Helene Cixous has dreamed for years of "The Book-I-Don't-Write,"
but each time she approaches it, it withdraws.
The-Book-I-Don't-Write is always just out of reach. When Jacques
Derrida told her the Book would get written one day, but
differently, Cixous tells us she would see it "shining behind a
veil, its indecipherable back, upright on heaven's bookshelf, its
elegant silhouette, utterly foreign, utterly familiar, of future
revenant. I've always thought it would come, naturally. When? After
all my deaths? Just before, or just after, the last of my deaths."
One day, when she is no longer expecting it, the Book turns up:
"Quickly, without taking my eyes off it, I copied it down, staying
scrupulously close to its notations, its rhythms, its moments of
silence. I found it. Just as you see it." She calls it Los, meaning
"loose, detached" in German, her mother's tongue.

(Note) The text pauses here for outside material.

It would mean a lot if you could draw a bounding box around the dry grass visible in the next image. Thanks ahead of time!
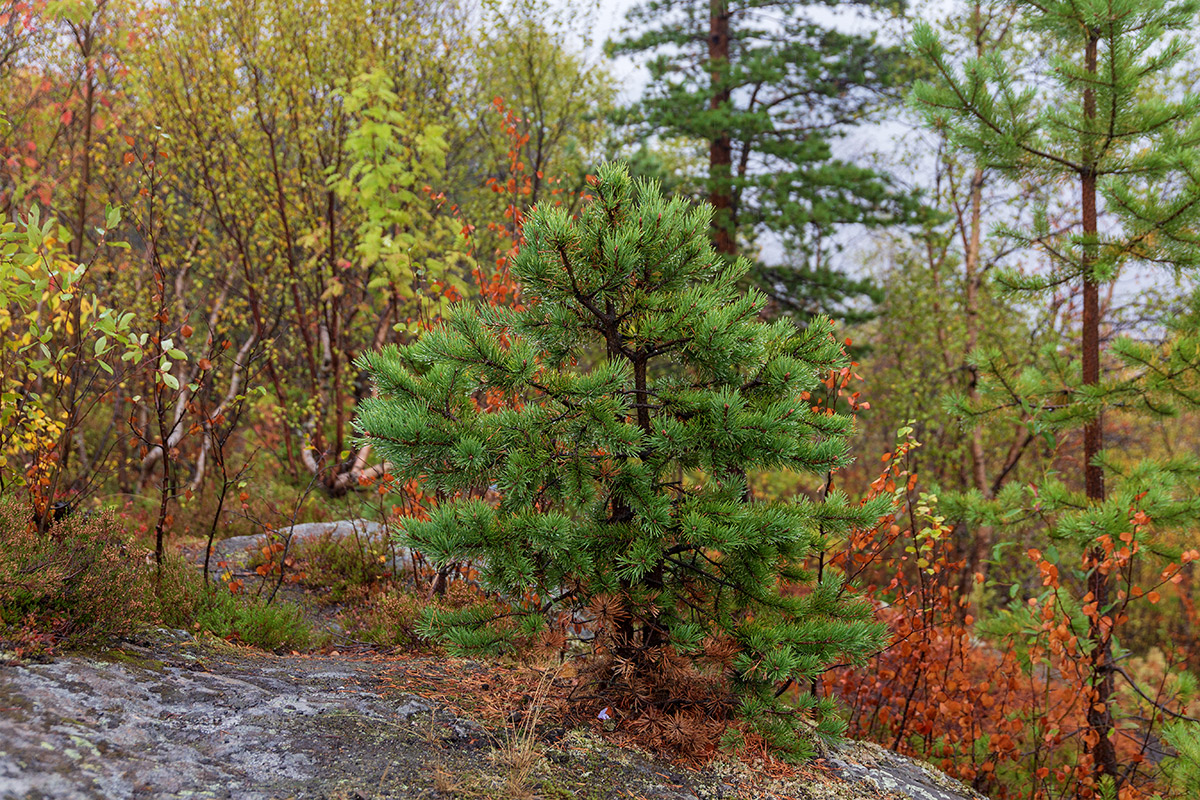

Or Los like
Carlos, the Latin American friend whose unexpected death in May
2014 takes her back to a life they shared and a time the Book will
reconstitute in the present, abolishing time: "Suddenly, that
morning, I saw the universe of The-Book-I-Don't-Write: it is an
infinity of presents." Los, A Chapter is a marvelous exploration of
time and relationships. It reimagines scenes from Paris in the late
sixties: its cafes, its debates, its political turmoil. Both
playful and serious, it is a book in a long line of novels from
Balzac to Proust that create worlds both philosophical and
concrete. In Los a lost time is regained.